Under these conditions, Stiliadis et al. demonstrate that the latency between the time of reading a first word of a packet in a queue and sending the last word of the packet on the link L is bounded for certain types of scheduling algorithms. In the case of weighted fair queuing (WFQ), this latency is bounded by Sp_i/ρ_i+Sp_max/r, where Sp_iis the maximum packet size of session i, and Sp_maxthe maximum packet size among the ongoing sessions.
This latency component is independent of the size of the queues. Now it is known that in systems using multiple queues for channeling multiple flows on a shared link, the size of the queues introduces another latency component between the writing of data in a queue and the reading of the same data for transmission on the network.

SUMMARY

There is a need for a transmission system of several data flows that reduces the total latency between the arrival of data in a queue and the sending of the same data over the network.
This need may be addressed by a system for transmitting concurrent data flows on a network, comprising a memory containing the data of the data flows; a plurality of queues assigned respectively to the data flows, organized to receive the data as atomic transmission units; a flow regulator configured to poll the queues in sequence and, if the polled queue contains a full transmission unit, transmitting the unit on the network at a nominal flow-rate of the network; a sequencer configured to poll the queues in a round-robin manner and enable a data request signal when the filling level of the polled queue is below a threshold common to all queues, which threshold is greater than the size of the largest transmission unit; and a direct memory access circuit configured to receive the data request signal and respond thereto by transferring data from the memory to the corresponding queue at a nominal speed of the system, up to the common threshold.

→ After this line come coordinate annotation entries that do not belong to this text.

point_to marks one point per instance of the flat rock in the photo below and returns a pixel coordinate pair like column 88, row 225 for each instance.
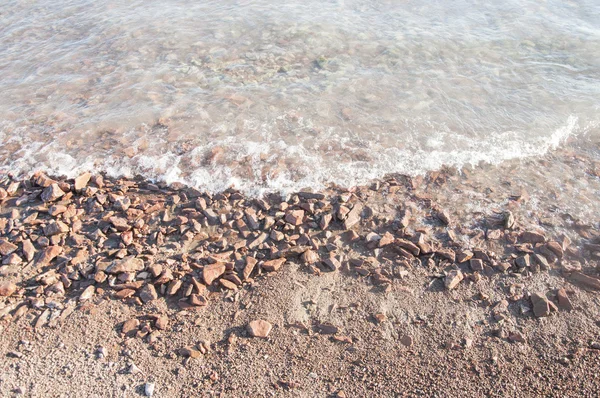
column 148, row 293
column 211, row 272
column 6, row 247
column 259, row 328
column 7, row 289
column 128, row 264
column 273, row 265
column 52, row 193
column 453, row 278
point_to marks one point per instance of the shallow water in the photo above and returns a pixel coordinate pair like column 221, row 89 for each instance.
column 268, row 96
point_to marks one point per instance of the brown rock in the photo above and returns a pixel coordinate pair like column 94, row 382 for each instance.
column 259, row 328
column 249, row 267
column 563, row 300
column 47, row 255
column 211, row 272
column 353, row 216
column 6, row 247
column 541, row 305
column 82, row 181
column 148, row 293
column 532, row 237
column 52, row 193
column 453, row 278
column 273, row 265
column 7, row 289
column 294, row 217
column 130, row 327
column 128, row 264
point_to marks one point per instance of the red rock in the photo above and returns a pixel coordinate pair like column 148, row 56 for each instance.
column 294, row 217
column 148, row 293
column 130, row 327
column 259, row 328
column 6, row 247
column 453, row 278
column 82, row 181
column 47, row 255
column 532, row 237
column 52, row 193
column 273, row 265
column 353, row 216
column 249, row 267
column 7, row 289
column 541, row 305
column 211, row 272
column 128, row 264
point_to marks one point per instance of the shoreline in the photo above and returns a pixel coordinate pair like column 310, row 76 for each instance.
column 157, row 252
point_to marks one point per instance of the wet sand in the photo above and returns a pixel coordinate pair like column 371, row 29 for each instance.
column 443, row 285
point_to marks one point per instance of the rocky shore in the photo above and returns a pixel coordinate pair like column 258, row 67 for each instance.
column 164, row 259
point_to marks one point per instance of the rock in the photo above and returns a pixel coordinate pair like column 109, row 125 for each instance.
column 149, row 389
column 532, row 237
column 406, row 340
column 6, row 247
column 476, row 264
column 148, row 293
column 88, row 293
column 585, row 280
column 259, row 328
column 294, row 217
column 541, row 305
column 7, row 289
column 52, row 193
column 249, row 267
column 56, row 228
column 128, row 264
column 130, row 327
column 353, row 216
column 563, row 300
column 47, row 255
column 273, row 265
column 82, row 181
column 211, row 272
column 189, row 353
column 408, row 245
column 453, row 278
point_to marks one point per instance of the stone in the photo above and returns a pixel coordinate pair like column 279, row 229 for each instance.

This need may also be addressed by a system for transmitting concurrent data flows on a network, comprising a memory containing the data of the data flows; a plurality of queues assigned respectively to the data flows, organized to receive the data as atomic transmission units; a flow regulator configured to poll the queues in sequence and, if the polled queue contains a full transmission unit, transmitting the unit on the network at a nominal flow-rate of the network; a queue management circuit configured to individually fill each queue from the data contained in the memory, at a nominal speed of the system, up to a threshold common to all queues; a configuration circuit configurable to provide the common threshold of the queues; and a processor programmed to produce the data flows and manage their assignment to the queues, and connected to the configuration circuit to dynamically adjust the threshold according to the largest transmission unit used in the flows being transmitted.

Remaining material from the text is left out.